Further, there was no evidence that petitioner school allowed the minor
James Daniel II to drive the jeep of respondent Vivencio Villanueva. It was
Ched Villanueva, grandson of respondent Vivencio Villanueva, who had
possession and control of the jeep. He was driving the vehicle and he
allowed James Daniel II, a minor, to drive the jeep at the time of the accident.
Hence, liability for the accident, whether caused by the negligence of the
minor driver or mechanical detachment of the steering wheel guide of the
jeep, must be pinned on the minors parents primarily. The negligence of
petitioner St. Marys Academy was only a remote cause of the accident.
Between the remote cause and the injury, there intervened the negligence of
the minors parents or the detachment of the steering wheel guide of the jeep.

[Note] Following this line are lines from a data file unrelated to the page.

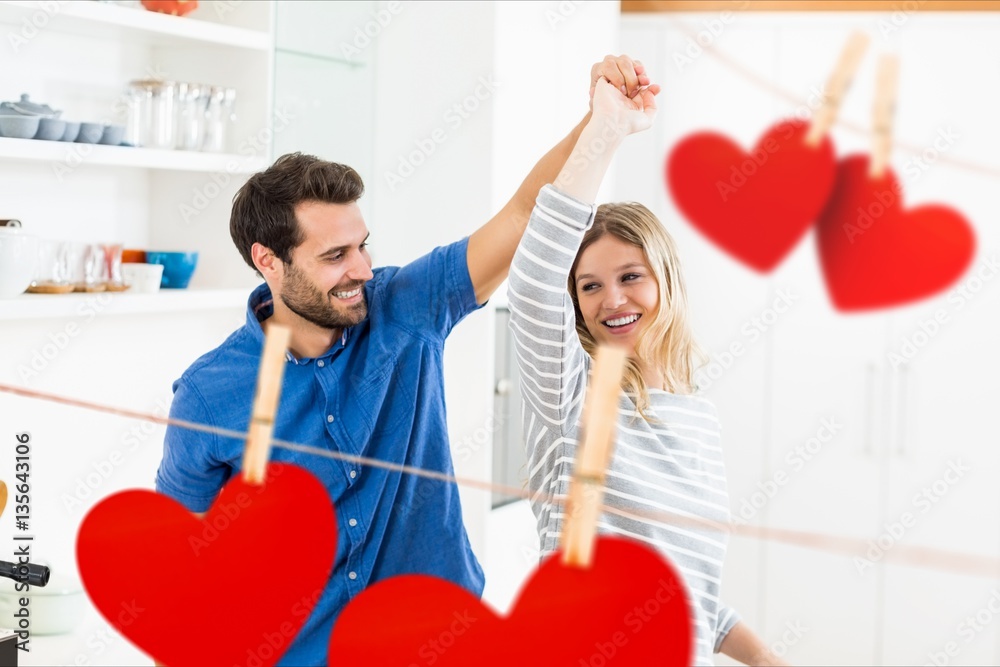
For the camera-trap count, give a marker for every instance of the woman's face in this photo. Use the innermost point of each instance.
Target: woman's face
(616, 290)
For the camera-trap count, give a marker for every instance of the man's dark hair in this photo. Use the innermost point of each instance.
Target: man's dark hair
(264, 208)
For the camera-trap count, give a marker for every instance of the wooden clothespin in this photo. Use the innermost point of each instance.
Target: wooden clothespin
(586, 490)
(836, 86)
(265, 404)
(885, 105)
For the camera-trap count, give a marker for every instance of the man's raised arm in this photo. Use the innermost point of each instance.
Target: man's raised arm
(492, 246)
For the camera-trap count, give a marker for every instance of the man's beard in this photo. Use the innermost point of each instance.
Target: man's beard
(311, 304)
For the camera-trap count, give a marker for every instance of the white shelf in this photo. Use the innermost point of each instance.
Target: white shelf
(72, 154)
(42, 306)
(124, 24)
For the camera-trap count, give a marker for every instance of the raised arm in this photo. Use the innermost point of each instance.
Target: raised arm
(549, 355)
(492, 246)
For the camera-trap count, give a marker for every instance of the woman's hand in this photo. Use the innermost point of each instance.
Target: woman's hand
(622, 97)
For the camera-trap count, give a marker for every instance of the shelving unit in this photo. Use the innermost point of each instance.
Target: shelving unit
(121, 24)
(41, 306)
(78, 57)
(71, 154)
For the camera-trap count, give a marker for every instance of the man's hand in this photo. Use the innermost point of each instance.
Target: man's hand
(625, 74)
(492, 246)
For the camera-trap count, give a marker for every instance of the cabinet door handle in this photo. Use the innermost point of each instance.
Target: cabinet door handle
(870, 371)
(902, 393)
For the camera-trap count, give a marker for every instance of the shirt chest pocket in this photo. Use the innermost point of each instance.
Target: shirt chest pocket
(383, 396)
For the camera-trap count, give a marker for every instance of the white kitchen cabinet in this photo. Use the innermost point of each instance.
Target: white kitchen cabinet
(900, 426)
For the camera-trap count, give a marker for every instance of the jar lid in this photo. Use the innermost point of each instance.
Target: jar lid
(153, 84)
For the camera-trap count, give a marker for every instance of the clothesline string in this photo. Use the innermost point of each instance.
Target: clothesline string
(789, 96)
(910, 555)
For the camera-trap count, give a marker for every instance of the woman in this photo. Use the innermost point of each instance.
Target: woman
(625, 288)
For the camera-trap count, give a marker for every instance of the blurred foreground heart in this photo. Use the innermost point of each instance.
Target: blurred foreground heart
(629, 609)
(877, 254)
(757, 205)
(216, 591)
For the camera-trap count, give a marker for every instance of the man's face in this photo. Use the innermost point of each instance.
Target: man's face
(324, 282)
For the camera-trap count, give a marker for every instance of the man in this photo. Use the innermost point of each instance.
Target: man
(364, 373)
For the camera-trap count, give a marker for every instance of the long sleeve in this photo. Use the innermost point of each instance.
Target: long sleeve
(552, 363)
(727, 618)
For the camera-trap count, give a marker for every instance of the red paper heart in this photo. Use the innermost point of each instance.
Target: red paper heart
(213, 591)
(629, 608)
(877, 254)
(757, 205)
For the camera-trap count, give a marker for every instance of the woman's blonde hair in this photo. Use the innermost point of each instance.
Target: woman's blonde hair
(666, 343)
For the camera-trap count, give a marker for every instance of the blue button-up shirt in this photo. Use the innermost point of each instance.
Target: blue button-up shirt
(378, 392)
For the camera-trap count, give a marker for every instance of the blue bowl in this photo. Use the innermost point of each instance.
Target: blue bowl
(178, 267)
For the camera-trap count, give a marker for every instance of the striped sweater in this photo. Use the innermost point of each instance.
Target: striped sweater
(674, 466)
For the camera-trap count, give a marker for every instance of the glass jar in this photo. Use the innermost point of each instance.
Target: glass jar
(151, 113)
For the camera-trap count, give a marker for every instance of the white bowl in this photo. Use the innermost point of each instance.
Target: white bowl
(142, 278)
(18, 253)
(55, 609)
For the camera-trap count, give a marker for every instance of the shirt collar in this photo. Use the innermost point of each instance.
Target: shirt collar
(260, 306)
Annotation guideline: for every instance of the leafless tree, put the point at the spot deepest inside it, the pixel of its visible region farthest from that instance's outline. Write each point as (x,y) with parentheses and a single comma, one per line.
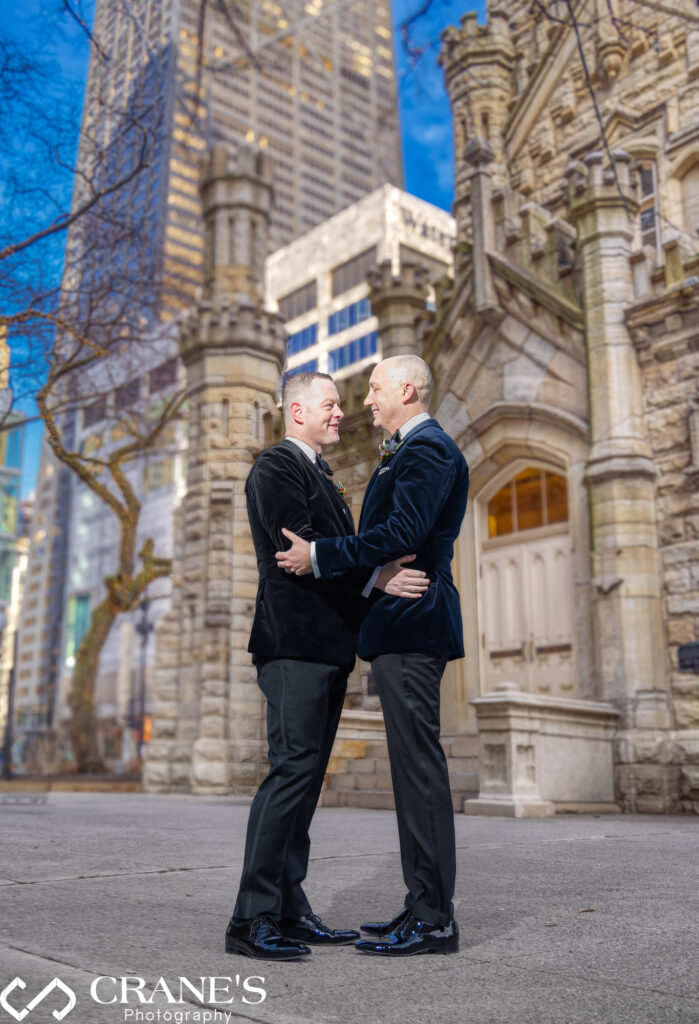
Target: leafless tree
(79,282)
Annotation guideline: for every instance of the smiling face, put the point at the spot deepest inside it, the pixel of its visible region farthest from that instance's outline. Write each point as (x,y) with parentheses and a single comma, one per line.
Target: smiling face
(387,399)
(316,415)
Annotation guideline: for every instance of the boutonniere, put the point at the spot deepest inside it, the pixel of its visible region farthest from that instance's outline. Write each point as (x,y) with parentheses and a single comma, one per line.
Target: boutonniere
(387,449)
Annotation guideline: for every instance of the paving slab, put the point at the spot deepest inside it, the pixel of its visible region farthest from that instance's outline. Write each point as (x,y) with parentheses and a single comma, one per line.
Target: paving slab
(572,920)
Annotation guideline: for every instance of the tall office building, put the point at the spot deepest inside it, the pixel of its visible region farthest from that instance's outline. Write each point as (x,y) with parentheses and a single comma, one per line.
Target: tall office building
(310,81)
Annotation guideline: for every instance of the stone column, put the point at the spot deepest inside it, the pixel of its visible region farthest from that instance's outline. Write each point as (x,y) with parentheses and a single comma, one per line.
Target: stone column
(208,730)
(398,304)
(620,477)
(479,155)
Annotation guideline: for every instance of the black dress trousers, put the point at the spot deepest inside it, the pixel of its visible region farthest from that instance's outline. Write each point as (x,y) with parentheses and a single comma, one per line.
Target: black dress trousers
(408,687)
(304,702)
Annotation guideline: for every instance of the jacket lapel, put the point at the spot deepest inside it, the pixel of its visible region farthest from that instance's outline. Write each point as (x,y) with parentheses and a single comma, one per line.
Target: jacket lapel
(342,514)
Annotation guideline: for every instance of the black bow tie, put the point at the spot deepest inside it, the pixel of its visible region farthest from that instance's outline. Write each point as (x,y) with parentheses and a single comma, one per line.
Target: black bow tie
(322,465)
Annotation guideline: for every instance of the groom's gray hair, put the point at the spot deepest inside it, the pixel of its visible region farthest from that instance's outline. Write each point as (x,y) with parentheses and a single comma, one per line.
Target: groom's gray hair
(295,389)
(411,370)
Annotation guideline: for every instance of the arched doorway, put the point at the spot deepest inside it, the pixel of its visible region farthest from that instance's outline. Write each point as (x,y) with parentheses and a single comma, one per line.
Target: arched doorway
(526,603)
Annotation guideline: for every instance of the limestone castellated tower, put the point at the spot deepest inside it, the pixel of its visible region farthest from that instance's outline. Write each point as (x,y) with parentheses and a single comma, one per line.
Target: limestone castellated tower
(207,719)
(478,64)
(620,470)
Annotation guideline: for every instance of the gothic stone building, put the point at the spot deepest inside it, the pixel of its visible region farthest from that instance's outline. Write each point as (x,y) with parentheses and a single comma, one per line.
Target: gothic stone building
(565,351)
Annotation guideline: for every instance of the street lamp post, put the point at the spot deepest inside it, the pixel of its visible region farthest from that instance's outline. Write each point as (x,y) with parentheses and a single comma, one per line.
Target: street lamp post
(143,627)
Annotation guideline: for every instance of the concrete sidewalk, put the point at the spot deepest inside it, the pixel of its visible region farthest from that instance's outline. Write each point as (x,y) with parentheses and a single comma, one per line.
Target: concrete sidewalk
(563,921)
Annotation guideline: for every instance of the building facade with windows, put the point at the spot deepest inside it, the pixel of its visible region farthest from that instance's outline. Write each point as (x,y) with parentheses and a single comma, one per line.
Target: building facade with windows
(313,86)
(318,283)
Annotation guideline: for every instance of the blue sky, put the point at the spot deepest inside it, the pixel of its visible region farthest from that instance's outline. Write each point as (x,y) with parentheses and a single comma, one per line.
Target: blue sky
(426,125)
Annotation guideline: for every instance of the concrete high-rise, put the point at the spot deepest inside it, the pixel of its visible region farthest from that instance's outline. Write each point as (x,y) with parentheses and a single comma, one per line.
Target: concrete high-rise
(309,82)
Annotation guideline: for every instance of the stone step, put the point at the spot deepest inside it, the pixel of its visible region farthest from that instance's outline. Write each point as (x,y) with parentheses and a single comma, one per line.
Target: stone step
(461,764)
(378,799)
(465,782)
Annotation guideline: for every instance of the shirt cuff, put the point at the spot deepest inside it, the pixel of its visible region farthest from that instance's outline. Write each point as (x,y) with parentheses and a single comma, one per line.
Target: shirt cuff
(372,582)
(314,562)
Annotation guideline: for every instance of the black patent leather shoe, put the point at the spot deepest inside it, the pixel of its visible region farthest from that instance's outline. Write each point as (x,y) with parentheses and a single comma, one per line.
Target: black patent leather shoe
(311,929)
(262,939)
(386,927)
(413,937)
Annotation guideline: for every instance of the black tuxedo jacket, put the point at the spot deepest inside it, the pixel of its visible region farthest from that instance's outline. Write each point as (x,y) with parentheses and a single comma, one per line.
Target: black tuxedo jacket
(299,616)
(414,502)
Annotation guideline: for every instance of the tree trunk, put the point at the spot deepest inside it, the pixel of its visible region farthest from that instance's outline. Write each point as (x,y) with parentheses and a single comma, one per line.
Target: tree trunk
(83,720)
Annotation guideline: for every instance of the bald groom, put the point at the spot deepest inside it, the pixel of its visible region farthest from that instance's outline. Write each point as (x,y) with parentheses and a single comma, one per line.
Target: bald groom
(414,502)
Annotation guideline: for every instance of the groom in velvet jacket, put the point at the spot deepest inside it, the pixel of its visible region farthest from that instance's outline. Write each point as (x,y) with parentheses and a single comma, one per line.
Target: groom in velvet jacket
(303,643)
(416,501)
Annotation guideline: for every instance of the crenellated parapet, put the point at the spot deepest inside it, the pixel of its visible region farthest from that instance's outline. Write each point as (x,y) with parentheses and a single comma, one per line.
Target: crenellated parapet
(236,201)
(208,711)
(478,62)
(399,305)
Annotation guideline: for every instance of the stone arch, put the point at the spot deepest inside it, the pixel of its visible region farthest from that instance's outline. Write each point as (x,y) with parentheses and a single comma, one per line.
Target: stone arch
(492,445)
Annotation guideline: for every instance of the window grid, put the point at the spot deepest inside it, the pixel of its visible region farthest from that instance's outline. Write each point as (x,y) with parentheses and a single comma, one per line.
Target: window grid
(348,316)
(352,351)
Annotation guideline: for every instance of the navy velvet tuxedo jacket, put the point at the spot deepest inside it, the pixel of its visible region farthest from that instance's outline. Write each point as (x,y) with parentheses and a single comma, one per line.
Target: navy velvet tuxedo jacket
(414,503)
(299,616)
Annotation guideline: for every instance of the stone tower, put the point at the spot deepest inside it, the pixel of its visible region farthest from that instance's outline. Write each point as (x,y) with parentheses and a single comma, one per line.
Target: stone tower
(478,64)
(207,735)
(620,476)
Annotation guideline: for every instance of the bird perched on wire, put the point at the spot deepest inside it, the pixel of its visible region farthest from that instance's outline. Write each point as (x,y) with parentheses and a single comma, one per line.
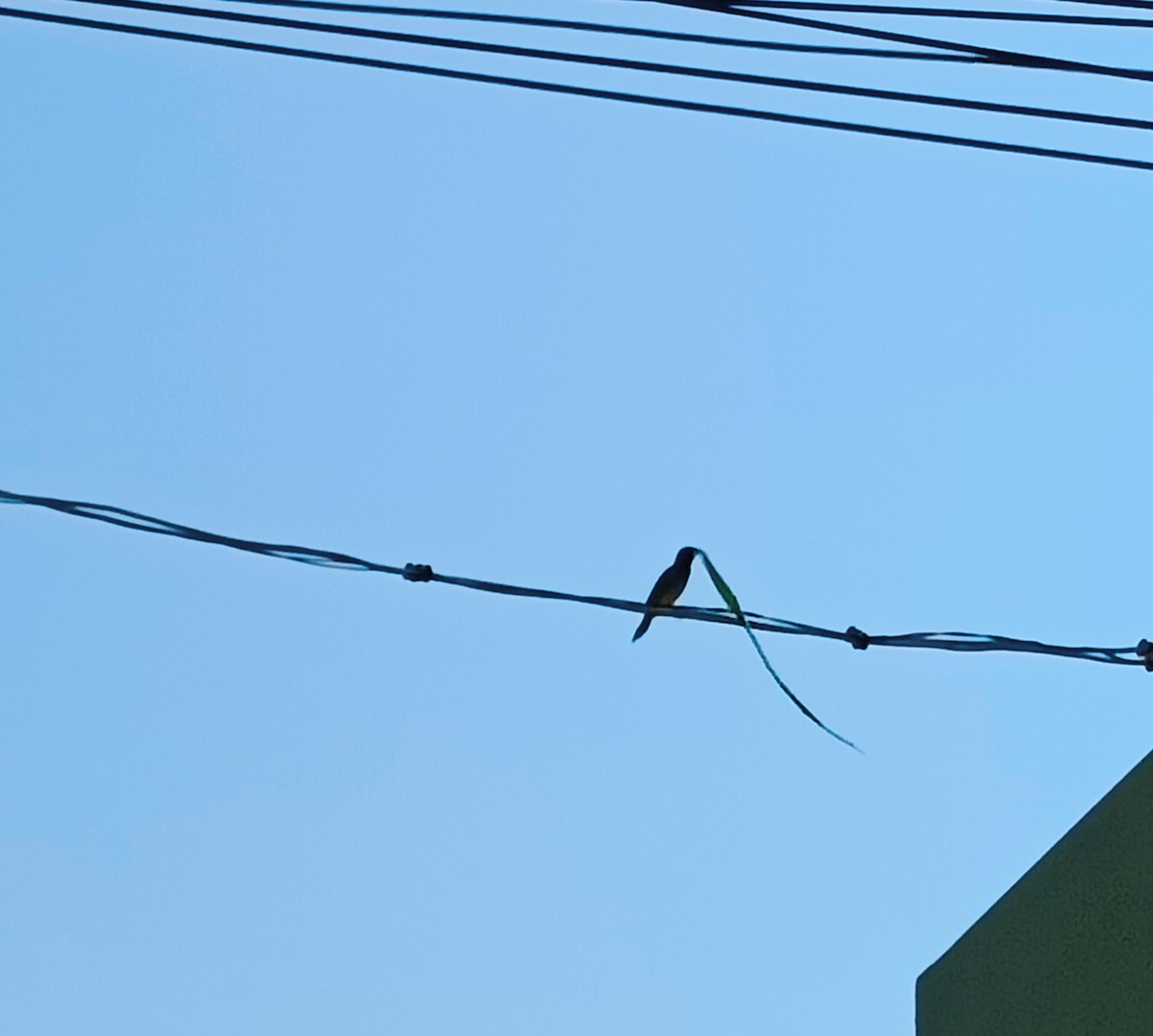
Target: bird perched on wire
(669,586)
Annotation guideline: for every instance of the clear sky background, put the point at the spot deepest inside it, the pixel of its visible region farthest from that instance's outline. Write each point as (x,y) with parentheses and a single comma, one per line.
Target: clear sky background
(547,340)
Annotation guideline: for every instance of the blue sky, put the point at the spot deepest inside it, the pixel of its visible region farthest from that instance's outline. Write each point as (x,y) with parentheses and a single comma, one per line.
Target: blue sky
(546,340)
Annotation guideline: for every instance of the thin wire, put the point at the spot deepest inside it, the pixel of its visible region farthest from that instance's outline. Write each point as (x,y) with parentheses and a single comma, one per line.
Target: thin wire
(1000,57)
(135,521)
(629,64)
(588,91)
(949,12)
(598,27)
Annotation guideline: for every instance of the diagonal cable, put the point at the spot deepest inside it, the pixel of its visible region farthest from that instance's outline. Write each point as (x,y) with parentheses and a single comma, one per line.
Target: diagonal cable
(1141,654)
(626,63)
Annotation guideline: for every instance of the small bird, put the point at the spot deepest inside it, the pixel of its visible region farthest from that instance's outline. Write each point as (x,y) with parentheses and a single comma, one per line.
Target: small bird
(669,586)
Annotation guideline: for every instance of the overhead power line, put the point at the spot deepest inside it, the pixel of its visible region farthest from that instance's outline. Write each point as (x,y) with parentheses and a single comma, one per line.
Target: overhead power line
(627,63)
(1141,654)
(949,12)
(649,101)
(606,29)
(1018,59)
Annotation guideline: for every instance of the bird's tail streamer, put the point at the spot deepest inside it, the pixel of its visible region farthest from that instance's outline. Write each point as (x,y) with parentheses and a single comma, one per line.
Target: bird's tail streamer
(730,599)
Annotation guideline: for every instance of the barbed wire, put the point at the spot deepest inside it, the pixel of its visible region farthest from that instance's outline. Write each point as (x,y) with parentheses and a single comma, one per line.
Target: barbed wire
(1141,654)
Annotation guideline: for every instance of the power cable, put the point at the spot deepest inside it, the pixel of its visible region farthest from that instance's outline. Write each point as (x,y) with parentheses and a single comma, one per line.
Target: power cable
(1141,654)
(586,91)
(627,63)
(602,28)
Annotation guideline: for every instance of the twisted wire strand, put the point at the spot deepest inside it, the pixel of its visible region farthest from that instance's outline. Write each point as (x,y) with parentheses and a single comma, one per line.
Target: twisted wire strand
(1141,654)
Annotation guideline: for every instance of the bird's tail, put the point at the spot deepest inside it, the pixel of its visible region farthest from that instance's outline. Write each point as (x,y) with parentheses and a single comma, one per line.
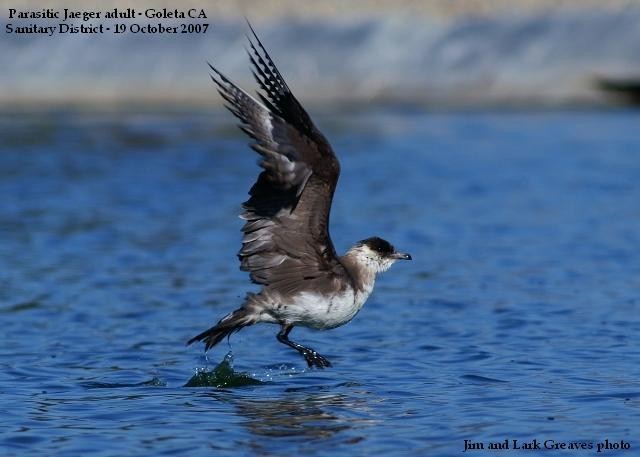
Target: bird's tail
(229,324)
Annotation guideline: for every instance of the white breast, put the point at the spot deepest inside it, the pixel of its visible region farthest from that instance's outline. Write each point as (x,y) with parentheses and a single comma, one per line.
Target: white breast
(321,312)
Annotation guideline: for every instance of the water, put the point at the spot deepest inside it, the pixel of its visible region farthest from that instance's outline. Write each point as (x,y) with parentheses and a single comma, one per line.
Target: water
(517,319)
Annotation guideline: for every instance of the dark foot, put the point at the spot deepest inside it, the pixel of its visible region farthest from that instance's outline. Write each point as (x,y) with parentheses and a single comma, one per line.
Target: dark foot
(314,359)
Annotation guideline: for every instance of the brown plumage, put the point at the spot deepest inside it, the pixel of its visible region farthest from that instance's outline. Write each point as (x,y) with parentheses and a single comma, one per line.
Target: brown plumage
(286,247)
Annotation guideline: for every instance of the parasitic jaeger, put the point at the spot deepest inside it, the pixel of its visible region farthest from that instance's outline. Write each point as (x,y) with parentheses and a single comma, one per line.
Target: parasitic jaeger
(286,247)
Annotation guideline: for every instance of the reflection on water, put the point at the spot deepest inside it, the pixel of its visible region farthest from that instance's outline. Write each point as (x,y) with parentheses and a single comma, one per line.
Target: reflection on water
(518,317)
(302,415)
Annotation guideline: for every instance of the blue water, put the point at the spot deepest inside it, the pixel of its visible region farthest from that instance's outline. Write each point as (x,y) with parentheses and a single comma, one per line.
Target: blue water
(517,319)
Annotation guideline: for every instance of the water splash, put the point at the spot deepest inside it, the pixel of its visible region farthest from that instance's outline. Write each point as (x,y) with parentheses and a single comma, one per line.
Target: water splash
(223,375)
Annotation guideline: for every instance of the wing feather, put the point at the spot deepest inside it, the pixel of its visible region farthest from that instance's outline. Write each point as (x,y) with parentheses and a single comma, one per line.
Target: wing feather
(286,238)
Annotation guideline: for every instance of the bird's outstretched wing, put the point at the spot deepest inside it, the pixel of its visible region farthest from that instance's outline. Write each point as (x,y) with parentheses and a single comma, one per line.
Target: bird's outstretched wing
(286,242)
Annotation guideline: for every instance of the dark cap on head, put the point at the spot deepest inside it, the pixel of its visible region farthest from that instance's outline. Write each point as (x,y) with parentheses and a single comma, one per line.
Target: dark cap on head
(378,245)
(384,248)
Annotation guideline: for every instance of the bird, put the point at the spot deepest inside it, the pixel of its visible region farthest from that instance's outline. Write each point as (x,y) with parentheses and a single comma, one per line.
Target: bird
(286,246)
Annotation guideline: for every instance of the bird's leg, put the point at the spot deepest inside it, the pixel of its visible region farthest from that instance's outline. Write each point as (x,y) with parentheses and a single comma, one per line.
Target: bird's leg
(312,357)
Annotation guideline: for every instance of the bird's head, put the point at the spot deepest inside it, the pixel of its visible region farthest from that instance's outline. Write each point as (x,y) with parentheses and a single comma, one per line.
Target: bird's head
(376,254)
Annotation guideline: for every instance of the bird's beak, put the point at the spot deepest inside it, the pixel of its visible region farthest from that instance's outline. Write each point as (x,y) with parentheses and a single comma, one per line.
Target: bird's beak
(401,256)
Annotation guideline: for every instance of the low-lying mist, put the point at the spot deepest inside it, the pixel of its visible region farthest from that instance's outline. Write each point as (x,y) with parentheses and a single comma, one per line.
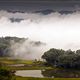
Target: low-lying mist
(55,29)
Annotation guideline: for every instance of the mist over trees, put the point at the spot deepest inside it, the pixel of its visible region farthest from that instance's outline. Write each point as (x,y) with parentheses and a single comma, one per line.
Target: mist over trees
(5,44)
(62,58)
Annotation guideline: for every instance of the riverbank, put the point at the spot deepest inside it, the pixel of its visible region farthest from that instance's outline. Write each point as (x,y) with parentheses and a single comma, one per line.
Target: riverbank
(30,78)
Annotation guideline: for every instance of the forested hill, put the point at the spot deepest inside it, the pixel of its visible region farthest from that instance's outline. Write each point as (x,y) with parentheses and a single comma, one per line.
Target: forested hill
(5,44)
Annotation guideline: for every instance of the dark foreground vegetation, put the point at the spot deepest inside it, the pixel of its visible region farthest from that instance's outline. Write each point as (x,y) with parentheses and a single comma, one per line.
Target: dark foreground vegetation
(62,58)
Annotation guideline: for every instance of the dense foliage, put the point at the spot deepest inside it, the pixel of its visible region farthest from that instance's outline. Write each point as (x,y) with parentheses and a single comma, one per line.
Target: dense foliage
(62,58)
(5,44)
(6,74)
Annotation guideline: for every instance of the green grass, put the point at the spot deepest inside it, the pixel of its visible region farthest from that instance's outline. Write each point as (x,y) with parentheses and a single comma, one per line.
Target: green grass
(30,78)
(15,61)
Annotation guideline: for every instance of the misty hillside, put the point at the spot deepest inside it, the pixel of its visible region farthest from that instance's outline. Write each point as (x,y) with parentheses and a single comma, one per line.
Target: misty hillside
(5,44)
(9,46)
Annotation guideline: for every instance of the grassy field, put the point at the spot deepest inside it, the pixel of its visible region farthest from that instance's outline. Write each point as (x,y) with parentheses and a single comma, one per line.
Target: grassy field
(29,78)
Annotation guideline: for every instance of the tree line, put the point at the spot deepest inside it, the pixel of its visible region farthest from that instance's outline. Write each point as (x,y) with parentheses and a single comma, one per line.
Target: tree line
(62,58)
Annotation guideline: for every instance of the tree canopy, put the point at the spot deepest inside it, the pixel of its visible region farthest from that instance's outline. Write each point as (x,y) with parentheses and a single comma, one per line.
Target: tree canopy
(62,58)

In marked contrast, both the lower courts similarly concluded that the mishap
which happened during the science experiment was foreseeable by the
school, its officials and teachers. This neglect in preventing a foreseeable
injury and damage equates to neglect in exercising the utmost degree of
diligence required of schools, its administrators and teachers, and, ultimately,
was the proximate cause of the damage and injury to Jayson. As we have
held in St. Marys, for petitioner [St. Marys Academy] to be liable, there must
be a finding that the act or omission considered as negligent was the
proximate cause of the injury caused because the negligence must have a
causal connection to the accident.[12]
As regards the contributory negligence of Jayson, we see no need to disturb
the lower courts identical rulings thereon:
As earlier discussed, the proximate cause of [Jaysons] injury was the
explosion of the heated compound independent of any efficient intervening
cause. The negligence on the part of [petitioner] Tabugo in not making sure
that the science experiment was correctly conducted was the proximate
cause or reason why the heated compound exploded and injured not only
[Jayson] but his classmates as well. However, [Jayson] is partly responsible
for his own injury, hence, he should not be entitled to recover damages in full
but must likewise bear the consequences of his own negligence.
[Petitioners], therefore, should be held liable only for the damages actually
caused by their negligence.
Lastly, given our foregoing ruling, we likewise affirm the lower courts award of
actual and moral damages, and grant of attorneys fees. The denial of
petitioners counterclaim is also in order.